Это было по лету, а по зиме Гриня остался без отца и без матери. Иван с Еленой поехали за Обь, за сеном, и с тех пор их больше никто не видел. Провалились они в промоину вместе с санями и с конем. Ушли под лед, и кроме санного следа ничего от них не осталось. Супруга Матвея Петровича, тихая и бессловесная Анна Федоровна, внезапного несчастья не пережила, скончалась той же зимой, и пришлось деду с внуком перебраться к Василию Матвеевичу, под крышей у которого они и живут по сей день.
Гриня после потери родителей не плакал, не убивался, даже слезинки не уронил, только угрюмо смотрел себе под ноги и на щеках, под молодой румяной кожей, тяжело ходили желваки. А вскоре появилась у него привычка — усмехаться нагло, если ему что-то не нравилось; глядит тебе прямо в глаза и усмехается. Матвей Петрович, чтобы дурь эту из внука выбить, и за бич хватался, и ругался, но мозги вправить парню так и не смог.
Сам же Гриня, терпеливо снося ругань и порку, на деда никогда не обижался, побаивался его, однако усмехаться продолжал по-прежнему, и упрямство его с годами только крепло.
Вот и в это утро, рано проснувшись, он сразу же вспомнил, как били его пашенские парни, и, вспомнив, твердо решил: «Ладно, подождите, я вам сопатки еще начищу, переловлю по одному и начищу!» Но тут же и позабыл об этой угрозе, потому что совсем иное встало перед глазами — белый конь, девушка на этом коне и вьющийся за ней белый шарф, а еще послышался, как наяву, громкий, серебряный смех, будто она рядом стояла.

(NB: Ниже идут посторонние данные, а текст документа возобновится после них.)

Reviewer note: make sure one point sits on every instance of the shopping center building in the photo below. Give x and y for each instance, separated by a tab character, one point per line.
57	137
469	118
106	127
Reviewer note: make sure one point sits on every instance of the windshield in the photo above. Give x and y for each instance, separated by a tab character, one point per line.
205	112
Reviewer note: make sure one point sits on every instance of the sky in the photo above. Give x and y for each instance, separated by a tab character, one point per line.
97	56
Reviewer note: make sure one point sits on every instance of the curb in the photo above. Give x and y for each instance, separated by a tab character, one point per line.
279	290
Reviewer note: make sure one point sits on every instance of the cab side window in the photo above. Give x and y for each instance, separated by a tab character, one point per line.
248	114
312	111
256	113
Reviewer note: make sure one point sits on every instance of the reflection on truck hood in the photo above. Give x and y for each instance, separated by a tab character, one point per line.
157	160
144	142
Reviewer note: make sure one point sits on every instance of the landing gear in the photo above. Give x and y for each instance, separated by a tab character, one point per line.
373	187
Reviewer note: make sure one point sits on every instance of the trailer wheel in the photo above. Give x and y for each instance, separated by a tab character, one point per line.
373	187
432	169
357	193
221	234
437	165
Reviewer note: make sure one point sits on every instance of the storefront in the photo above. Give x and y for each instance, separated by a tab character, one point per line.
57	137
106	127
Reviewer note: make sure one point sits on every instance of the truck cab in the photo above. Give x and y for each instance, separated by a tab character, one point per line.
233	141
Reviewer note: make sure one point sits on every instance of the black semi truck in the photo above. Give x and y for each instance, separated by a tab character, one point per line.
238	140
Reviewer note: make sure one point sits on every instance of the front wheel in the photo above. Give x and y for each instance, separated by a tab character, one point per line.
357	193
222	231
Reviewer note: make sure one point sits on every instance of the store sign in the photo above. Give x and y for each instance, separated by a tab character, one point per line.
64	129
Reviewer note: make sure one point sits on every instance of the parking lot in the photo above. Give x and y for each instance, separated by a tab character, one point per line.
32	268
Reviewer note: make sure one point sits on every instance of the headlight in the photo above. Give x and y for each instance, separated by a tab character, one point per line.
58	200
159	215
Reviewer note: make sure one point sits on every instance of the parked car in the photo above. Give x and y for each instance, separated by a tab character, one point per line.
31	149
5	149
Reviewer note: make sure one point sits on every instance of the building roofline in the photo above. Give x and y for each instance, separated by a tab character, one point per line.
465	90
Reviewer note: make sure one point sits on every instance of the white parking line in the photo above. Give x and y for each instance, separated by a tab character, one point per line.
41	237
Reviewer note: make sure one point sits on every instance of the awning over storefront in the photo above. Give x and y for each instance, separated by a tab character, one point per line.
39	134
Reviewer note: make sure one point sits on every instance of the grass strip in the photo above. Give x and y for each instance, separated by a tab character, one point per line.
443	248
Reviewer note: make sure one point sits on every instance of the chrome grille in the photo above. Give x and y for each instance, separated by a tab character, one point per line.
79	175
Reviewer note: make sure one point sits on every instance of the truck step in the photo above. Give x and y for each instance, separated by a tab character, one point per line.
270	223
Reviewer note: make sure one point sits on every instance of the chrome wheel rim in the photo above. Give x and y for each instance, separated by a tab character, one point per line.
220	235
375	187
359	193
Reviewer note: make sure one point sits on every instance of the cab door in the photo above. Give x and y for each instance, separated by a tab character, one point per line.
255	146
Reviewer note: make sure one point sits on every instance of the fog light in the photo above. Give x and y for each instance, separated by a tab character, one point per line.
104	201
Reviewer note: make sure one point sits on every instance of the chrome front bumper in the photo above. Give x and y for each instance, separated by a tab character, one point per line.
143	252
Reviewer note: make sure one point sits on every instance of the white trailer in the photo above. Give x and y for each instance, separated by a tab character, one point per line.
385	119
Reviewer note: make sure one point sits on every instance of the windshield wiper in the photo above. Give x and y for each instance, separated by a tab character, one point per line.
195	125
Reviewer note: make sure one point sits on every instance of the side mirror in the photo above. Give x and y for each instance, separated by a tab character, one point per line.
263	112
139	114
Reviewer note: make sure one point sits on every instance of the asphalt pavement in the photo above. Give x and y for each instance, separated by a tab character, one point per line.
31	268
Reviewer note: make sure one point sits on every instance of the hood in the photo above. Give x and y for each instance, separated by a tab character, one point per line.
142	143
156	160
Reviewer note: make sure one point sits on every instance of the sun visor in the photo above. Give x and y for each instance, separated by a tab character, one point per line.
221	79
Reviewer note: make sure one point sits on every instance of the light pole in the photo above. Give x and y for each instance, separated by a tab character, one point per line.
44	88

Гриня даже голову повернул — нет, никого рядом с топчаном не было. Лишь на полу шевелились блеклые отсветы — это Анфиса, поднявшись раньше всех, затопила печку. Гриня вскочил, подергал плечами, разгоняя боль, — крепко его все-таки отмолотили! — и быстренько оделся. Анфиса, увидев его уже в шапке, вздернула руки:
— Ты куда в такую рань собрался?
— Пробегусь с утра, может, зайчишек добуду, по снежку-то, — торопливо отвечал Гриня, доставая свою старенькую берданку.
— Погоди, я хоть молока тебе налью, там картошка с ужина осталась…
— Да я не надолго, тетя Анфиса, скоро вернусь.
И быстренько, чтобы время на лишние разговоры не тратить, прошмыгнул в двери, а скоро уже выводил из конюшни каурого жеребчика, накидывал на него седло. По пустой улице, обозначенной в редеющих сумерках только дымами из печных труб, выехал за деревню, на поляну. Разглядел истоптанный ночью снег, бурые кровяные пятна и от этого памятного теперь места взял напрямик в сторону бора, куда ускакал белый конь со своей всадницей.
Ехал не торопясь, придерживая жеребчика, внимательно приглядывался, пытаясь отыскать хоть какие-то следы, но их не было. Ровный, чистый снег лежал нетронутым. На востоке уже начинало синеть, виделось все яснее и поле до самой стены темного бора лежало как на ладони. И никто здесь вчерашней ночью не проезжал и не проскакивал. Но Гриня упрямо ехал дальше, уверенный в том, что должен остаться хоть какой-то знак. Ведь не может такого быть, что ему все привиделось. Бить его, конечно, били, но память-то при нем оставалась, не тронулся же он умом, в конце концов! И Гриня забирал повод то вправо, то влево, направляя жеребчика челноком по полю, но напрасно — чисто. Доехал до бора, до крайних сосен, и остановился. Спрыгнул с седла, пошел медленным шагом, ведя за собой жеребчика в поводу.